Projeto SmartBrine propõe transformar resíduo da dessalinização em oportunidades para a indústria cearense
Foto: José Sobrinho/FIEC
A Federação das Indústrias do Estado do Ceará (FIEC) recebeu, nesta quarta-feira (10/09), representantes do setor produtivo para a apresentação do projeto SmartBrine, iniciativa desenvolvida pela Companhia de Água e Esgoto do Ceará (Cagece) com foco em soluções inovadoras para o reaproveitamento da salmoura gerada no processo de dessalinização.
O projeto visa transformar esse resíduo – rico em sais e outros minerais – em produtos de valor econômico, como químicos, fertilizantes, aditivos para construção, baterias e até mesmo energia, reduzindo o impacto ambiental e gerando novas oportunidades de negócio para o estado.
“Essa salmoura é rica em vários elementos que, se bem aproveitados, podem custear toda a operação de dessalinização, gerar lucro e ainda transformar o resíduo em recurso”, destacou Carlos Prado, 1º vice-presidente da FIEC, na abertura do evento.

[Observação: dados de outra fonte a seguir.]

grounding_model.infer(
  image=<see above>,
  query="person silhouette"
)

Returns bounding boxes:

A proposta conta com o apoio da universidade holandesa NHL Stenden e da empresa de engenharia Haskoning, que atuam na pesquisa de tecnologias voltadas para a transformação da salmoura.
De acordo com José Leite Gonçalves, Diretor de Gestão Corporativa da Cagece, o reaproveitamento da salmoura é um dos principais desafios no caminho da universalização do abastecimento de água e esgoto no Ceará. Para ele, o material pode ser convertido em insumos com valor de mercado, além de contribuir com a sustentabilidade ambiental.
A secretária executiva da Indústria da SDE, Brígida Miola, ressaltou o papel estratégico da indústria como beneficiária direta do SmartBrine, e defendeu a importância da união entre governo, setor produtivo e academia para o êxito da iniciativa.
Também participaram do encontro a cônsul honorária dos Países Baixos em Fortaleza, Annette de Castro; a vice-presidente da FIEC e secretária de Relações Institucionais do Ceará, Roseane Medeiros, que reforçou o caráter transformador do projeto.
“Estamos falando da possibilidade de transformar um resíduo problemático em fonte de receita, inovação e geração de empregos”, afirmou Roseane.